Mozilla fixes Firefox zero-day actively exploited in attacks

by · BleepingComputer

Mozilla has issued an emergency security update for the Firefox browser to address a critical use-after-free vulnerability that is currently exploited in attacks.

The vulnerability, tracked as CVE-2024-9680, and discovered by ESET researcher Damien Schaeffer, is a use-after-free in Animation timelines.

This type of flaw occurs when memory that has been freed is still used by the program, allowing malicious actors to add their own malicious data to the memory region to perform code execution.

Animation timelines, part of Firefox's Web Animations API, are a mechanism that controls and synchronizes animations on web pages.

"An attacker was able to achieve code execution in the content process by exploiting a use-after-free in Animation timelines," reads the security bulletin.

"We have had reports of this vulnerability being exploited in the wild."

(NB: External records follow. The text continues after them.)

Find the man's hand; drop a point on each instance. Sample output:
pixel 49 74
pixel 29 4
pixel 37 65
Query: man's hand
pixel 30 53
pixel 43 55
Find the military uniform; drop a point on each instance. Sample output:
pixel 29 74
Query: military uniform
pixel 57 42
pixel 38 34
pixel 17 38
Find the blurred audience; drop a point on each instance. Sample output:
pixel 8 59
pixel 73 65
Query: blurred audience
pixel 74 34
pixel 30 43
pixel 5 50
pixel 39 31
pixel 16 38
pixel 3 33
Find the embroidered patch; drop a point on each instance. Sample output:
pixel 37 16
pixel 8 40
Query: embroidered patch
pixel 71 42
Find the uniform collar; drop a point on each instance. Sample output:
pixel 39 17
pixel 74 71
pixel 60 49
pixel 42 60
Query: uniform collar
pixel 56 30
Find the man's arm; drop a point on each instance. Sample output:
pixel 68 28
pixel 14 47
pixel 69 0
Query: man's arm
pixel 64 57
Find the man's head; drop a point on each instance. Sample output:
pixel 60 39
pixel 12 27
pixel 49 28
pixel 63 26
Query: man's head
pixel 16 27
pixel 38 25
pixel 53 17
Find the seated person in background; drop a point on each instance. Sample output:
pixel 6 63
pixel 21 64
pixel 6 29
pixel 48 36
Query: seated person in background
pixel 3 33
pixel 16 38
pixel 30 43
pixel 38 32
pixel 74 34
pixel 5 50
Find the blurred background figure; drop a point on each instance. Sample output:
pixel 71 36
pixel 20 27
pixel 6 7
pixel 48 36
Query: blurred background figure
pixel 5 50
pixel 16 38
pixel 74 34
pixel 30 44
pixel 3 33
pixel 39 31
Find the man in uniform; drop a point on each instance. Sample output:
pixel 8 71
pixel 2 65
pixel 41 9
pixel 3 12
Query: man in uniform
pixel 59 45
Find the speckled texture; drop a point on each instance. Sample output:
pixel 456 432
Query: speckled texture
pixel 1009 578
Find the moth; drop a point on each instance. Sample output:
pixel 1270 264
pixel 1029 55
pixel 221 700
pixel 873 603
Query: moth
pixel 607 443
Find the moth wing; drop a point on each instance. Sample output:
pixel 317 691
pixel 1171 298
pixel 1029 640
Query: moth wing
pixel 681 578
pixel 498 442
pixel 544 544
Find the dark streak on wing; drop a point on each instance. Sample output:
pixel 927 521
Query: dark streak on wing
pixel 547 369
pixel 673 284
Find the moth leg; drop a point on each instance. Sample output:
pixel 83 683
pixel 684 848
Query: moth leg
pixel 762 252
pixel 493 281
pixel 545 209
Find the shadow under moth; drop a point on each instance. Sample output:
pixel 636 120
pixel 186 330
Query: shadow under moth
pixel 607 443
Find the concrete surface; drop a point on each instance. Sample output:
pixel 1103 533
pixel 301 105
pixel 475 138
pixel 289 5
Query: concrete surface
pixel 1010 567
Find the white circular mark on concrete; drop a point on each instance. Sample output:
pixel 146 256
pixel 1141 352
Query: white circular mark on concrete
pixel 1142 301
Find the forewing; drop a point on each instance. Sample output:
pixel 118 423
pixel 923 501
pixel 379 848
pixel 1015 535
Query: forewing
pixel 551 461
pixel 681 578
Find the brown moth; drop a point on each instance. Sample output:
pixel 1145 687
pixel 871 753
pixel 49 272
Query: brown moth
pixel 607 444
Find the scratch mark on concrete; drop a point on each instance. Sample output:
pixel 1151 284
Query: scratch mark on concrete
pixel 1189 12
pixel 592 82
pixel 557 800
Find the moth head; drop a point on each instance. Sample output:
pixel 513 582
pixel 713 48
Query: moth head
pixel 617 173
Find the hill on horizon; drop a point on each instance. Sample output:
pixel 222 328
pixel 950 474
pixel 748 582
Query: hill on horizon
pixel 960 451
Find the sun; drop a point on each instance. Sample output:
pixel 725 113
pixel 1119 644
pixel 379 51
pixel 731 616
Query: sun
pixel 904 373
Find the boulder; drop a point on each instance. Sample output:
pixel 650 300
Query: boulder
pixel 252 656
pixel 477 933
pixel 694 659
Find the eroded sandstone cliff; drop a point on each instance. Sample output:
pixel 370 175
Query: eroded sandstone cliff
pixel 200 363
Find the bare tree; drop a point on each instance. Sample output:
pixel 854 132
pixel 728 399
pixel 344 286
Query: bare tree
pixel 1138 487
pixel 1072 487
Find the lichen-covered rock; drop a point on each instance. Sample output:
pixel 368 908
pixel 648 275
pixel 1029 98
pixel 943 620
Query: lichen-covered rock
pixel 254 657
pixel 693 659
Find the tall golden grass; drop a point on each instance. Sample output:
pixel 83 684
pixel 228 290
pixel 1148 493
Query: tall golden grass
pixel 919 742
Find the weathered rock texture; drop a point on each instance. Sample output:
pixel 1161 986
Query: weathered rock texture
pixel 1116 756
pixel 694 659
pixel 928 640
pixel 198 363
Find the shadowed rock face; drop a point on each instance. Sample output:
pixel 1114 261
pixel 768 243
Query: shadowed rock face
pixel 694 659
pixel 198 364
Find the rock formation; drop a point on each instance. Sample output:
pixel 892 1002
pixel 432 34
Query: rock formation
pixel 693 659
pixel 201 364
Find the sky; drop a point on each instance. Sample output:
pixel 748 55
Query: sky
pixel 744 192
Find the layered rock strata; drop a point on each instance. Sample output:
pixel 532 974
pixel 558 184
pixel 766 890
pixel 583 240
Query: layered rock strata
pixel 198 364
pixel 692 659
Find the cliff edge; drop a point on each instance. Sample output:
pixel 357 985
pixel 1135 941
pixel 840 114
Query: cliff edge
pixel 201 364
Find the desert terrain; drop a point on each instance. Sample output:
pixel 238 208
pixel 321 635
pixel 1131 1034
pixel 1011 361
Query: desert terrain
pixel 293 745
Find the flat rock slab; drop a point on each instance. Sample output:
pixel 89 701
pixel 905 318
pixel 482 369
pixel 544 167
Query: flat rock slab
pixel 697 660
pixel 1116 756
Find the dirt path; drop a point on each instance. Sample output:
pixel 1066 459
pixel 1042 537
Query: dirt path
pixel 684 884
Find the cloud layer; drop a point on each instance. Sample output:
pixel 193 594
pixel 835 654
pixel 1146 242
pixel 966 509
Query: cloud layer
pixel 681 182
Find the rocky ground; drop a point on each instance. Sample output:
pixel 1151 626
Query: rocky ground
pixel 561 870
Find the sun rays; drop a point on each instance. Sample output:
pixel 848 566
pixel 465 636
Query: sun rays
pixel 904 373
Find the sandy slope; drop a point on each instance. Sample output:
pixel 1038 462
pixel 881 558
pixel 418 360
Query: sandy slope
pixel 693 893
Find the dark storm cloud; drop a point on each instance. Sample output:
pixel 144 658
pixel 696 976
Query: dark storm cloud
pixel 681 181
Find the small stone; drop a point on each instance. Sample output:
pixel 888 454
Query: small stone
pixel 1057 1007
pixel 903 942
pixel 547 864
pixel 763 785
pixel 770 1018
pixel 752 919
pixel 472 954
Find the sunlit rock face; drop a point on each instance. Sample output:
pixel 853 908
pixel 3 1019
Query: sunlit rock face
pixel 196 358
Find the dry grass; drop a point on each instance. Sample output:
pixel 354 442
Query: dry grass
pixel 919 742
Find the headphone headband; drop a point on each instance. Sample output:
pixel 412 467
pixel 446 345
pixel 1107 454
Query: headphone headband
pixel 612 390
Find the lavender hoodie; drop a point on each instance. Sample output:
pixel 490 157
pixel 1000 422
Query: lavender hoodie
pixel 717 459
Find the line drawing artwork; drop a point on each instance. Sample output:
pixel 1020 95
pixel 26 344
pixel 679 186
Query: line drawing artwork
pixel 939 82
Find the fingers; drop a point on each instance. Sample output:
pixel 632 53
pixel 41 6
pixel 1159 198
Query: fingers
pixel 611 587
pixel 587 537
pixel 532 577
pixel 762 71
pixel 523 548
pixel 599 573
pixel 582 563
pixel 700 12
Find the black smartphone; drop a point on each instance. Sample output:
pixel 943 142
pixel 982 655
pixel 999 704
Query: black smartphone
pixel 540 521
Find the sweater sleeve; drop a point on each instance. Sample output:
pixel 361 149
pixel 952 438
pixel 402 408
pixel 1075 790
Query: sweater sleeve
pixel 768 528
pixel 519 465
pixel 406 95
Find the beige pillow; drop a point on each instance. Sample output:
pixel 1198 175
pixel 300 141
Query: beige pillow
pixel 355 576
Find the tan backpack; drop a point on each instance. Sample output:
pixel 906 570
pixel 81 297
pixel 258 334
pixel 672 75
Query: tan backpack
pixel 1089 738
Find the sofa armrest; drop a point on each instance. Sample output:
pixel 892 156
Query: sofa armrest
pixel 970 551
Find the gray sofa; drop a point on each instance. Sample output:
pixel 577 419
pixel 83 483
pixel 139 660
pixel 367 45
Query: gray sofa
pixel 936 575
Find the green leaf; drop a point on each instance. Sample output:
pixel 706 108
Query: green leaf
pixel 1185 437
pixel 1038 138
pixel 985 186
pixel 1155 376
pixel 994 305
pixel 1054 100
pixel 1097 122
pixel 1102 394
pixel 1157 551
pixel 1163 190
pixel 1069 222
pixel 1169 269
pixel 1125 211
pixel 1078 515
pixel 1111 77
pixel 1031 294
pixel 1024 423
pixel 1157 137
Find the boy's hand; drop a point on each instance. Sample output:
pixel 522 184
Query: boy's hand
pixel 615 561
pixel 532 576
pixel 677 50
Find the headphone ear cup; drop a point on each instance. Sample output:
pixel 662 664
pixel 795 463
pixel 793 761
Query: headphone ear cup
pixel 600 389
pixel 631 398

The vulnerability impacts the latest Firefox (standard release) and the extended support releases (ESR).

Fixes have been made available in the below versions, which users are recommended to upgrade to immediately:

  • Firefox 131.0.2
  • Firefox ESR 115.16.1
  • Firefox ESR 128.3.1

Given the active exploitation status for CVE-2024-9680 and the lack of any information on how people are targeted, upgrading to the latest versions is essential.

To upgrade to the latest version, launch Firefox and go to Settings -> Help -> About Firefox, and the update should start automatically. A restart of the program will be required for the changes to apply.

Updating Firefox
Source: BleepingComputer

BleepingComputer has contacted both Mozilla and ESET to learn more about the vulnerability, how it's being exploited, and against whom, and we will update this post when we receive more information.

Throughout 2024, so far, Mozilla had to fix zero-day vulnerabilities on Firefox only once.

On March 22, the internet company released security updates to address CVE-2024-29943 and CVE-2024-29944, both critical-severity issues discovered and demonstrated by Manfred Paul during the Pwn2Own Vancouver 2024 hacking competition.